Três dias depois, encontraram o menino no Templo. Estava sentado no meio dos doutores, escutando e fazendo perguntas. Todos os que ouviam o menino estavam maravilhados com a inteligência de suas respostas. Ao vê-lo, seus pais ficaram emocionados. Sua mãe lhe disse: «Meu filho, por que você fez isso conosco? Olhe que seu pai e eu estávamos angustiados, à sua procura.» Jesus respondeu: «Por que me procuravam? Não sabiam que eu devo estar na casa do meu Pai?» Mas eles não compreenderam o que o menino acabava de lhes dizer.
Jesus desceu então com seus pais para Nazaré, e permaneceu obediente a eles. E sua mãe conservava no coração todas essas coisas. E Jesus crescia em sabedoria, em estatura e graça, diante de Deus e dos homens.
SAGRADA FAMÍLIA
António Couto
1. Atravessamos ainda a Solenidade do Natal do Senhor, dado que esta Solenidade se prolonga durante oito dias (Oitava) até à Solenidade de Santa Maria Mãe de Deus, que se celebra no primeiro Dia de Janeiro.
2. O Natal do Senhor põe diante do nosso olhar contemplativo uma Família humilde e bela, Jesus, Maria e José, mas traz também consigo uma forte sensibilidade Familiar, tornando-se o tempo forte da reunião festiva das nossas Famílias. Estes dois acertos são importantes para se compreender a razão pela qual, no Domingo dentro da Oitava do Natal, a Igreja celebra a Festa da Sagrada Família de Jesus, Maria e José.

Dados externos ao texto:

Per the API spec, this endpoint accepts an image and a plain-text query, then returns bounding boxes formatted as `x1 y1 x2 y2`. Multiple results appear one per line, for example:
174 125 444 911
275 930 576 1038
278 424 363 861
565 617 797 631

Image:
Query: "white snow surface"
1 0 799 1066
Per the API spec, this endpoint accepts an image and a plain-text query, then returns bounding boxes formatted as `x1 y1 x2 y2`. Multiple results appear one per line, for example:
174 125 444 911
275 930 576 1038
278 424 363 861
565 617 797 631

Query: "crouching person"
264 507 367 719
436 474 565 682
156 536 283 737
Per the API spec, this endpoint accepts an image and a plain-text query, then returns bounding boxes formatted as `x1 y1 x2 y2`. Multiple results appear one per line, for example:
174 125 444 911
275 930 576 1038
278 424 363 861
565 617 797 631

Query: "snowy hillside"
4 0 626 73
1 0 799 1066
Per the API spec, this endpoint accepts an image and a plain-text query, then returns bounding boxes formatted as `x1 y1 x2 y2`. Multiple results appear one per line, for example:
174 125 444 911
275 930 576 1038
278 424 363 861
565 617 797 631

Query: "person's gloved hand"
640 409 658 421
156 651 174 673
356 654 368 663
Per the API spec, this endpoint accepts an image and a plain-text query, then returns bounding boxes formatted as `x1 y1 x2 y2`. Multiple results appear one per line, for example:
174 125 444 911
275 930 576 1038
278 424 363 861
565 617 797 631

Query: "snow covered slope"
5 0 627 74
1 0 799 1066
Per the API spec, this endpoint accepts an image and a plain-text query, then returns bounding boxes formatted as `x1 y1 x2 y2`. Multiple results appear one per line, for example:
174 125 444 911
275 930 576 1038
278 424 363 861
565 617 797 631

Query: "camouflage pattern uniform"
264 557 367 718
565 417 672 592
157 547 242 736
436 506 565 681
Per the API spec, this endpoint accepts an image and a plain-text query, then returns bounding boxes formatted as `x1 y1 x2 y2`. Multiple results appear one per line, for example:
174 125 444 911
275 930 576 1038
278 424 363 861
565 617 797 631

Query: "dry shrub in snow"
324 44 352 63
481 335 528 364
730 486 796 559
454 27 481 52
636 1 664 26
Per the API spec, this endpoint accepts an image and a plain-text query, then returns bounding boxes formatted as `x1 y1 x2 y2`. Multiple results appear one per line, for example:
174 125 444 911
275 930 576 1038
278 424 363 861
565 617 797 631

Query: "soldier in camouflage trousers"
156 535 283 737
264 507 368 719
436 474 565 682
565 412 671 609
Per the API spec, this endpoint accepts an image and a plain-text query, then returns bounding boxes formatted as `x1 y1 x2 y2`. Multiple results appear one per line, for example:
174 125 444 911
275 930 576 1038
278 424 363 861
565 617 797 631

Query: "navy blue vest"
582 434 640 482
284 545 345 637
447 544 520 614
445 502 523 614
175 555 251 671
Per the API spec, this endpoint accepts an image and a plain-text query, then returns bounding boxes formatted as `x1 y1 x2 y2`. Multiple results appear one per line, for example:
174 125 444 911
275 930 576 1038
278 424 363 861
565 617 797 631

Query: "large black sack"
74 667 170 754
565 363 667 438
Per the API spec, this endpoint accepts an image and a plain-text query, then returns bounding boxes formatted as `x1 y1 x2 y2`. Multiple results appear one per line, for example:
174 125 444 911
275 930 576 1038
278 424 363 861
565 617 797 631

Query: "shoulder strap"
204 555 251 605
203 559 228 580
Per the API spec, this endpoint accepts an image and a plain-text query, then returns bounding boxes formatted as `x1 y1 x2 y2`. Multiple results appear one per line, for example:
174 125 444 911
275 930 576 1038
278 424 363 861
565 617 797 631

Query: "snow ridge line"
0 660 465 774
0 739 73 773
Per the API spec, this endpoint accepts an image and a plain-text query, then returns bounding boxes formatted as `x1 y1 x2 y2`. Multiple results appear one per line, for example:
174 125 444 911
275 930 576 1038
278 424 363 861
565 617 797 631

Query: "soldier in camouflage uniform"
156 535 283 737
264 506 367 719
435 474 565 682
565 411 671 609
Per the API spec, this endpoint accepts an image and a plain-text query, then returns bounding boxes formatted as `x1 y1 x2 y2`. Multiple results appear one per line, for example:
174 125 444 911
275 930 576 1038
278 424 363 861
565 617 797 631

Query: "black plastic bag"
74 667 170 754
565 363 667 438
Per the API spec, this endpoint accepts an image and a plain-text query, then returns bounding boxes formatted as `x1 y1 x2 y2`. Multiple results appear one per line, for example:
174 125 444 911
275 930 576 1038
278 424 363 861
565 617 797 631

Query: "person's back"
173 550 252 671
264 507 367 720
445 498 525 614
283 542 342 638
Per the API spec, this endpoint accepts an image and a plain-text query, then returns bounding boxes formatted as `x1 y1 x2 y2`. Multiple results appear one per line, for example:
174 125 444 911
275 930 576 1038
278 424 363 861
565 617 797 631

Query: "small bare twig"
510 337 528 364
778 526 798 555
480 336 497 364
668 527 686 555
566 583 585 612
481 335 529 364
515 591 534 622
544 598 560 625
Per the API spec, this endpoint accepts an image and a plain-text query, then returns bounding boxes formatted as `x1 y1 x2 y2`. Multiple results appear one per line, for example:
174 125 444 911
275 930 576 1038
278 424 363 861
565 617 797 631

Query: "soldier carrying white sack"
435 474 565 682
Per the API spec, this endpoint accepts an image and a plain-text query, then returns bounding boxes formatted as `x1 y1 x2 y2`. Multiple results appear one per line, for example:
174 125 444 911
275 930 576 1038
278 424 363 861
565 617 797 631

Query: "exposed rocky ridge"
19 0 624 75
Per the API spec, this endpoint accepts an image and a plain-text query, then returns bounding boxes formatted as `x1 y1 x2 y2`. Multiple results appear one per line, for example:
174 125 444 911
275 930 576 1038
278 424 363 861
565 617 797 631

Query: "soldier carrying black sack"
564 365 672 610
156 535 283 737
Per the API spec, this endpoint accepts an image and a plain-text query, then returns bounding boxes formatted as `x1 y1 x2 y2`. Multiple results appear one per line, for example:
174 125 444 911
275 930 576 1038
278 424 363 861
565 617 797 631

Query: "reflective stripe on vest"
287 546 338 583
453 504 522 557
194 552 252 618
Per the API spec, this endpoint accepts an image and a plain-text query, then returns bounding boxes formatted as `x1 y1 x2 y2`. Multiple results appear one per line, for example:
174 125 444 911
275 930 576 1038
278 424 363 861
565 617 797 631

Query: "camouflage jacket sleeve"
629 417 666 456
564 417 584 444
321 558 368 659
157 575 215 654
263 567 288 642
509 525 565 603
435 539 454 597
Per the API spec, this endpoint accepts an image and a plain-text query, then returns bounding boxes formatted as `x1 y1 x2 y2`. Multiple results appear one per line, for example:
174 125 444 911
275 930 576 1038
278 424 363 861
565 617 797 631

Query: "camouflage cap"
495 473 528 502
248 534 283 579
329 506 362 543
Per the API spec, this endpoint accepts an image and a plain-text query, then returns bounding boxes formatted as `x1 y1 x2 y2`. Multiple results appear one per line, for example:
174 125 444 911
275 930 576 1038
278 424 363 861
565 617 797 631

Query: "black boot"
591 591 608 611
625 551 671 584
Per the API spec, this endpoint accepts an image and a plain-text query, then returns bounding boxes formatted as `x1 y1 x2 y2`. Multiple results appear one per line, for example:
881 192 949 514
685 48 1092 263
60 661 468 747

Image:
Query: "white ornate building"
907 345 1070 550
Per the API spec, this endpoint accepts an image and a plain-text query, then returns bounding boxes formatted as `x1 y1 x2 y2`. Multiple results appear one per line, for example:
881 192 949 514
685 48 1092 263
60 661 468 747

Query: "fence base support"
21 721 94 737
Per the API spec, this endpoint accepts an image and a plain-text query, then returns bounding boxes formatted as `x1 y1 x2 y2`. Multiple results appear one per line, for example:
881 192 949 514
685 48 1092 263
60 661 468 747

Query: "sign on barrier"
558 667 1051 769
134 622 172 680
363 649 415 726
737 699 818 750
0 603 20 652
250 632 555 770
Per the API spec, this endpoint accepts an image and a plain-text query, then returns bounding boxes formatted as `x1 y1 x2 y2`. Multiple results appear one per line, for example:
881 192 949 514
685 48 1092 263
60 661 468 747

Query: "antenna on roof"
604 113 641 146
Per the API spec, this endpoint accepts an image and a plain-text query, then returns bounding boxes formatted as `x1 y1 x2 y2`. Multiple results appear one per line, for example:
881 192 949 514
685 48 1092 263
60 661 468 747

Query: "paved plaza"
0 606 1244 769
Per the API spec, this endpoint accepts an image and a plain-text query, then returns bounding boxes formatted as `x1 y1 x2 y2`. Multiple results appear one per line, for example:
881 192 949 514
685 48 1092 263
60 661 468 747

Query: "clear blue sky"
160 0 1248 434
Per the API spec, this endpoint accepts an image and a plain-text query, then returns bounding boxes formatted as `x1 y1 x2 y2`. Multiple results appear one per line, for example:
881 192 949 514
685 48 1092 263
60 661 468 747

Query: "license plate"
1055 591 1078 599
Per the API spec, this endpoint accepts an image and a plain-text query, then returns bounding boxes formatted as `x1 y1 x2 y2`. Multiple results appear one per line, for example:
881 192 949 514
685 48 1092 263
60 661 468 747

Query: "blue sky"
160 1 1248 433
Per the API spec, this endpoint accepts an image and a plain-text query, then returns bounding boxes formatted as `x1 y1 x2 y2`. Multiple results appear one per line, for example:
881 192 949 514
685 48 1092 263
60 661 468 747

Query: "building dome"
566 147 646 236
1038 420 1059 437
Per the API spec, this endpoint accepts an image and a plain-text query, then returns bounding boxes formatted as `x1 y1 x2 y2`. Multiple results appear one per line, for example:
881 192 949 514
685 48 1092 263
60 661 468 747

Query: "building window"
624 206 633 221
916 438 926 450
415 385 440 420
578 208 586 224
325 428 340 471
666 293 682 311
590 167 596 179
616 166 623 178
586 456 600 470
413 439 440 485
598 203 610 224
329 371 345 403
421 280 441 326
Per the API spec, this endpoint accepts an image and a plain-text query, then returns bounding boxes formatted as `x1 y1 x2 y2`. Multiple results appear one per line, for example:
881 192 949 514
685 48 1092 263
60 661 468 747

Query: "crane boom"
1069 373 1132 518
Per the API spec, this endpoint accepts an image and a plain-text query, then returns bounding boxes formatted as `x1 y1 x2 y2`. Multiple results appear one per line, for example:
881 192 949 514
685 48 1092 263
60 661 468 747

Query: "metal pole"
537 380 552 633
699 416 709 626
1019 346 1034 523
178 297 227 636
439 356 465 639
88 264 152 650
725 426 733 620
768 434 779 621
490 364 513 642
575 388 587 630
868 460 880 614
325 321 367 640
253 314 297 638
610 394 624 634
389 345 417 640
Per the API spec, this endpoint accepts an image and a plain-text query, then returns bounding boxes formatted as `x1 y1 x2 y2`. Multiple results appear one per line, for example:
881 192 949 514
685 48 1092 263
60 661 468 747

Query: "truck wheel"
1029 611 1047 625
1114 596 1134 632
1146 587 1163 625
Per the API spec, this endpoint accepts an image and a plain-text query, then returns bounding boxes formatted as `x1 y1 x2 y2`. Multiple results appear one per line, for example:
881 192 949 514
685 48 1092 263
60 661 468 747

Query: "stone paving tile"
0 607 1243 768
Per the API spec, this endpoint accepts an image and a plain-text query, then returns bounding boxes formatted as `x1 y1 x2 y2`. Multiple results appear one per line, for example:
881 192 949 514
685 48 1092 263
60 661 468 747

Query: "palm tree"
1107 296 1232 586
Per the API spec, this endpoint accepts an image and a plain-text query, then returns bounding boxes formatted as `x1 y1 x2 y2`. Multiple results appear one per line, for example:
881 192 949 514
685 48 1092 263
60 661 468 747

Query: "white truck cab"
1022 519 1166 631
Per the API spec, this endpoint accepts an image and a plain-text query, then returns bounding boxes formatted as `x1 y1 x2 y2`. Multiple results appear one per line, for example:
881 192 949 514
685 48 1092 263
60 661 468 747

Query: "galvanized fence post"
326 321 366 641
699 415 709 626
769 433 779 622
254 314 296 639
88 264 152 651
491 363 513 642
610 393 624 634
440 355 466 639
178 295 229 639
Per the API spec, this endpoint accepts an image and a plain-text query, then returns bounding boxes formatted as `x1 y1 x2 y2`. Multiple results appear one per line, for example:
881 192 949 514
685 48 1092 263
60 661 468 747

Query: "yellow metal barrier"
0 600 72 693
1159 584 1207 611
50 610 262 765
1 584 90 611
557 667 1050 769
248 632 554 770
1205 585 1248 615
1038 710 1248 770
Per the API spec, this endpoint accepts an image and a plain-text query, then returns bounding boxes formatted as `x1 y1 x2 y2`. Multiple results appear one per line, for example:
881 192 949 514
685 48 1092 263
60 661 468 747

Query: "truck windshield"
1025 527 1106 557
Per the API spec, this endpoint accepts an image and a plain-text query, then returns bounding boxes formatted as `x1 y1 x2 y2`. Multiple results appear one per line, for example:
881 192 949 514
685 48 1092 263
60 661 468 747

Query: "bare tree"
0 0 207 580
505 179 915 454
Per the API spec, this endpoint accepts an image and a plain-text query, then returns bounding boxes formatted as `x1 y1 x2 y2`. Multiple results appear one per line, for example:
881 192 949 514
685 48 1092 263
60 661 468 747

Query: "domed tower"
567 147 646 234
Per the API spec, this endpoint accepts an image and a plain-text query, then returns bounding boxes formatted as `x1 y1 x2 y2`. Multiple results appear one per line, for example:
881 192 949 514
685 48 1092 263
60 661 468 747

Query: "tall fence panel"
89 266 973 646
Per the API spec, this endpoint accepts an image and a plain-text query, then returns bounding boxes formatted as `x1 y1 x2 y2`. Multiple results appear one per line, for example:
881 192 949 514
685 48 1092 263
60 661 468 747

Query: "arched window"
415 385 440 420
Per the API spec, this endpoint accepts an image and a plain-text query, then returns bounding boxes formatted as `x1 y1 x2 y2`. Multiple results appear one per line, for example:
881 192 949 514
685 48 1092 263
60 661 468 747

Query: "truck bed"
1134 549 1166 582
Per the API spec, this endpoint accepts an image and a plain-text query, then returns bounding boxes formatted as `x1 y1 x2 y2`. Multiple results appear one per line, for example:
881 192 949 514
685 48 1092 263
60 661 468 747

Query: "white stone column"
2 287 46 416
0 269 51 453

3. Os textos da Liturgia são outra vez preciosos. O Evangelho põe no nosso coração o último episódio do Evangelho da Infância de S. Lucas, conhecido por «Encontro de Jesus no Templo» (2,41-52). Na verdade, o texto refere, logo a abrir, que «os pais de Jesus iam todos os anos a Jerusalém pela Festa da Páscoa», certamente envoltos na intensa alegria com que os judeus piedosos acorriam ao Templo do Senhor nas três Festas de Peregrinação – Páscoa, Semanas e Tendas –, cantando: «Que alegria quando me disseram: vamos para a Casa do Senhor!» (Salmo 122,1). Eram oito dias de alegria filial e fraternal, uma vez que, na Casa do Senhor, todos eram e se sentiam verdadeiramente filhos e irmãos.
4. Mas este belíssimo episódio guarda ainda mais alguns sabores requintados. Primeira nota: diz-nos o texto que, nessa Páscoa, Jesus já tinha completado doze anos, que o mesmo é dizer que tinha passado da infância à idade adulta, e que, portanto, sobre ele incumbia agora também o dever de subir três vezes por ano a Jerusalém e de responder pessoalmente, sem a mediação dos pais, pelo cumprimento dos mandamentos de Deus, como ainda hoje se verifica na cerimónia pública chamada «bar mitswah» [= filho do mandamento], que os rapazes judeus piedosos realizam aos 12 anos.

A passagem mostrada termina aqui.